Iraqi Kurdish leaders offered Wednesday to freeze the outcome of last month’s vote for independence, taking a step back in a major crisis after Baghdad delivered a body blow by seizing swathes of disputed territory.
The proposal came as world powers scrambled to avert any further escalation of the conflict between the key allies in the fight against the Islamic State group that has seen more than 30 combatants killed.
Iraq’s Prime Minister Haider al-Abadi did not respond to the proposal during a visit to Ankara but once again slammed the Kurdish authorities for pushing on with the referendum “unilaterally and without any consideration for the rest of Iraq”.
Iraq’s Hashed al-Shaabi (Popular Mobilisation) force, whose mainly Iran-trained Shiite paramilitaries played a major role in the operation against the Kurds, said a freeze did not go far enough and demanded the outright annulment of the independence referendum.

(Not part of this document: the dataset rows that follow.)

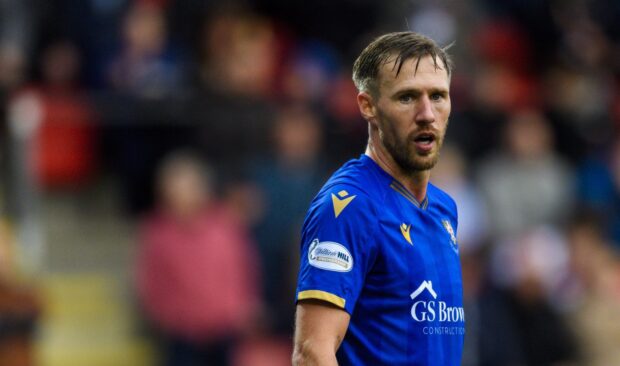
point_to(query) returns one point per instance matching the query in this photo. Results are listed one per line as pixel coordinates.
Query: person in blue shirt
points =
(380, 279)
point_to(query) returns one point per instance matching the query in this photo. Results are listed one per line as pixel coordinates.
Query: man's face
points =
(412, 111)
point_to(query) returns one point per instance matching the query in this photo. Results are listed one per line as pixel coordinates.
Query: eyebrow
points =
(432, 90)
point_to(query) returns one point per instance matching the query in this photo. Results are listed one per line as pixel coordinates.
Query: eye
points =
(436, 97)
(405, 98)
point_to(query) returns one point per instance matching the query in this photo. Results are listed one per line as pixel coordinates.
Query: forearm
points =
(307, 354)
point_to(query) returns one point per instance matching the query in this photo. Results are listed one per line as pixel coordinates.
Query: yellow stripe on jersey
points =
(322, 295)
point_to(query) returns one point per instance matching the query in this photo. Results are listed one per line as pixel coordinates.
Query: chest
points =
(417, 246)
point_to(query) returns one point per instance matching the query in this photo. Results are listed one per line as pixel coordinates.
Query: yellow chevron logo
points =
(404, 229)
(341, 201)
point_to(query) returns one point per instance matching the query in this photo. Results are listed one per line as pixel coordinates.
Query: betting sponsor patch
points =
(330, 256)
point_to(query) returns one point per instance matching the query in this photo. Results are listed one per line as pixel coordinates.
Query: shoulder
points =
(356, 186)
(443, 200)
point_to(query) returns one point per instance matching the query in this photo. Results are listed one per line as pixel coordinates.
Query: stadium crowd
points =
(221, 121)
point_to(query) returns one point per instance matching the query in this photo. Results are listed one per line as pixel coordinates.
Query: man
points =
(380, 279)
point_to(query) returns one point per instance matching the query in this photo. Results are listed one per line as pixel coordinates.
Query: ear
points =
(367, 107)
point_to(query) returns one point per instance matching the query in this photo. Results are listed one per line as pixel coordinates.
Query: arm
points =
(319, 329)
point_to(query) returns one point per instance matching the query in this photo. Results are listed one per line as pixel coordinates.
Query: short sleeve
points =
(338, 247)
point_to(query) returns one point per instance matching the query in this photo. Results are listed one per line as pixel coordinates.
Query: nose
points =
(424, 112)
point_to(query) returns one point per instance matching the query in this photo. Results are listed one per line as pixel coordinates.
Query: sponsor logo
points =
(404, 229)
(330, 256)
(446, 225)
(445, 319)
(341, 201)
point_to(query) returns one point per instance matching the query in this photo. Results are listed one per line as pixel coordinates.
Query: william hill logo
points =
(330, 256)
(436, 312)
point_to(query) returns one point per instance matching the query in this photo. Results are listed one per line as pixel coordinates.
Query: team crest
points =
(448, 226)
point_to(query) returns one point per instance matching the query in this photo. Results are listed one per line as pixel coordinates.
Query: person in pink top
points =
(196, 270)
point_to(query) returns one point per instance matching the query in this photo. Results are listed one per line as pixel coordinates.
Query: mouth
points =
(424, 141)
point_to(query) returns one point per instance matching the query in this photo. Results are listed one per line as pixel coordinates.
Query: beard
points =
(404, 153)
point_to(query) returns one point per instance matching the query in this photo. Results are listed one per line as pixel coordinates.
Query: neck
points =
(415, 181)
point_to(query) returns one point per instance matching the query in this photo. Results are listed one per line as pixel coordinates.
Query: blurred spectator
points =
(597, 308)
(147, 65)
(599, 189)
(526, 183)
(64, 145)
(288, 180)
(196, 270)
(515, 321)
(239, 54)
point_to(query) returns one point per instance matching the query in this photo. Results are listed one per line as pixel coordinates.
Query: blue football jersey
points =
(391, 262)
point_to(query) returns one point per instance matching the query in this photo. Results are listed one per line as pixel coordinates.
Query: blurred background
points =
(157, 158)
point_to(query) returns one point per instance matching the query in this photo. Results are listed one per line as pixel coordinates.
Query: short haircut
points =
(401, 46)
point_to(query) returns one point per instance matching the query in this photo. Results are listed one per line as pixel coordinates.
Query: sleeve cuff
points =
(321, 295)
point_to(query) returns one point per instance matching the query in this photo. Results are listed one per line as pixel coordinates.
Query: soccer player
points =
(380, 280)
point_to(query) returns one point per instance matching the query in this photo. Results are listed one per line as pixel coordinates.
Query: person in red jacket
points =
(196, 271)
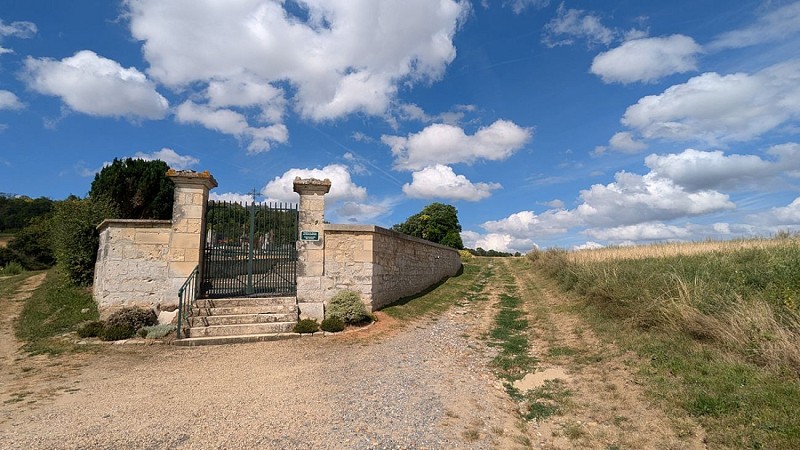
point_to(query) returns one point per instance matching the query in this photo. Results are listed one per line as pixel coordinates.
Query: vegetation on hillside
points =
(136, 188)
(437, 223)
(720, 327)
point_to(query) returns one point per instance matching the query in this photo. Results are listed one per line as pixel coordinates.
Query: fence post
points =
(311, 246)
(188, 223)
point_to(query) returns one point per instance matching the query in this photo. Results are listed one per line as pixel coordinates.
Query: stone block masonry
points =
(382, 265)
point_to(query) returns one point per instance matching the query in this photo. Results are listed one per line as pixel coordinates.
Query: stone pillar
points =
(188, 224)
(311, 253)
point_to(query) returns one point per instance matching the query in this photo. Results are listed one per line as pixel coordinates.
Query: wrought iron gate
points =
(249, 250)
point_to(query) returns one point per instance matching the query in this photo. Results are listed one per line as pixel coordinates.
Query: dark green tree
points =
(136, 188)
(436, 222)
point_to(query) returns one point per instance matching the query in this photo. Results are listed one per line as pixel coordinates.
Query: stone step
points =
(241, 329)
(245, 301)
(241, 339)
(237, 310)
(239, 319)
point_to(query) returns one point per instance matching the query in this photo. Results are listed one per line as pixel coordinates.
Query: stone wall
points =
(132, 264)
(383, 265)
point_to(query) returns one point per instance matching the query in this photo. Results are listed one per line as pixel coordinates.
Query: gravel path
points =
(423, 385)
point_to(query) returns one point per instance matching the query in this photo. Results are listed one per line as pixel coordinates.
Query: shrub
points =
(133, 317)
(12, 268)
(75, 238)
(117, 332)
(306, 326)
(348, 307)
(332, 325)
(91, 329)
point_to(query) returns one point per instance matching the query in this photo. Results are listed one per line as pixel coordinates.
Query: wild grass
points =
(465, 286)
(718, 321)
(55, 308)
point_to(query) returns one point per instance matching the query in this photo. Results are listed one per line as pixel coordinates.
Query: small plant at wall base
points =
(348, 307)
(332, 325)
(306, 326)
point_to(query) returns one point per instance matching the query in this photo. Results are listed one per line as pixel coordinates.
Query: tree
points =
(437, 223)
(136, 188)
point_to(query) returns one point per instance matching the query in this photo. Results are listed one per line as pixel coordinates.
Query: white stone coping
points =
(346, 228)
(134, 223)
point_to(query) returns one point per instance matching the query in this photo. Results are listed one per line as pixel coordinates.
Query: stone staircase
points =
(234, 320)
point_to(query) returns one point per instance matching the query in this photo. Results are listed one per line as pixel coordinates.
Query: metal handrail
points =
(187, 296)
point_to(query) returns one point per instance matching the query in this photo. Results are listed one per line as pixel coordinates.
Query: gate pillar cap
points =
(185, 177)
(309, 186)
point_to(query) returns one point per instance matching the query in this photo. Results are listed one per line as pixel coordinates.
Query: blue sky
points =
(572, 124)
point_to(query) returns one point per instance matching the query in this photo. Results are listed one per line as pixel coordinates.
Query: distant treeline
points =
(17, 212)
(481, 252)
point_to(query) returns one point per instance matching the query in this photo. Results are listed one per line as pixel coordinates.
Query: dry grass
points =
(671, 249)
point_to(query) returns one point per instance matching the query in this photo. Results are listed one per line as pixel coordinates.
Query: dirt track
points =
(426, 384)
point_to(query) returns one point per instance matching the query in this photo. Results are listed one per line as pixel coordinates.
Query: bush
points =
(348, 307)
(133, 317)
(306, 326)
(12, 268)
(91, 329)
(75, 238)
(117, 332)
(332, 325)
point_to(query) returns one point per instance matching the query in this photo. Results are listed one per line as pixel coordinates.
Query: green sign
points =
(306, 235)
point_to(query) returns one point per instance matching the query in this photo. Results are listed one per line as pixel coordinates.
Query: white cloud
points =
(232, 197)
(357, 212)
(21, 29)
(697, 170)
(97, 86)
(589, 245)
(640, 232)
(633, 199)
(171, 157)
(340, 57)
(572, 24)
(773, 26)
(441, 181)
(231, 122)
(342, 186)
(624, 142)
(713, 107)
(448, 144)
(8, 100)
(519, 6)
(496, 241)
(647, 60)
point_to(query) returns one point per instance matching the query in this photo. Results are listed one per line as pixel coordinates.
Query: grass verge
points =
(718, 332)
(53, 309)
(435, 300)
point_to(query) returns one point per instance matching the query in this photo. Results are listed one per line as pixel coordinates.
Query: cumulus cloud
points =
(697, 170)
(21, 29)
(231, 122)
(570, 25)
(97, 86)
(171, 157)
(338, 57)
(281, 188)
(647, 60)
(624, 142)
(772, 26)
(448, 144)
(441, 181)
(713, 107)
(8, 100)
(640, 232)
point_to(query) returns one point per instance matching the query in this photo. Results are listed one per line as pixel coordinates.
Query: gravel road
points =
(420, 385)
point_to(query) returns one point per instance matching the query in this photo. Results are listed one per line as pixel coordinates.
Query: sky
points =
(574, 124)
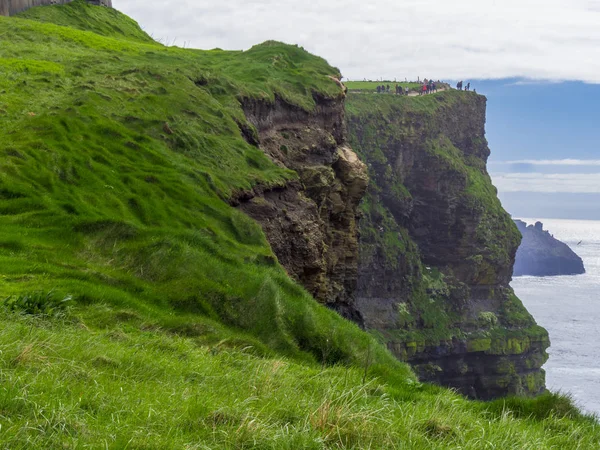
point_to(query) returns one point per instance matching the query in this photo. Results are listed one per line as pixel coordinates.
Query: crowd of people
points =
(427, 87)
(459, 86)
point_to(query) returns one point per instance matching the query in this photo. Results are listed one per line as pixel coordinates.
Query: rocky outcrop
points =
(437, 249)
(11, 7)
(311, 222)
(540, 254)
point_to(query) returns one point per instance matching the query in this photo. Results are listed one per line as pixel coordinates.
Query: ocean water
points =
(569, 308)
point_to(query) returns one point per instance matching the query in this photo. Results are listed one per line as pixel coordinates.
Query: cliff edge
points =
(437, 249)
(541, 255)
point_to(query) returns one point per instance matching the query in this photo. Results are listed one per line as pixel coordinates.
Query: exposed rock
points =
(437, 249)
(11, 7)
(540, 254)
(310, 223)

Washington, Moscow and the United Nations have all pressed Iraqi Kurdish leader Massud Barzani to open talks with Baghdad on a way out of the crisis sparked by the fateful September 25 vote that he called.
The Kurdistan Regional Government, led by Barzani, said it would propose to the federal government “the freezing of the results of the referendum… and the start of an open dialogue” on the basis of the constitution.
It also called for “an immediate ceasefire and cessation of military operations in Kurdistan”.
Since early last week, Iraqi federal troops and allied militia have retaken virtually all of the territory held by the Kurds outside their longstanding three-province autonomous region in the north.
There were clashes on Tuesday between government and Kurdish forces close to the frontier with Turkey as Baghdad made a push to reclaim control of key border crossings around the region.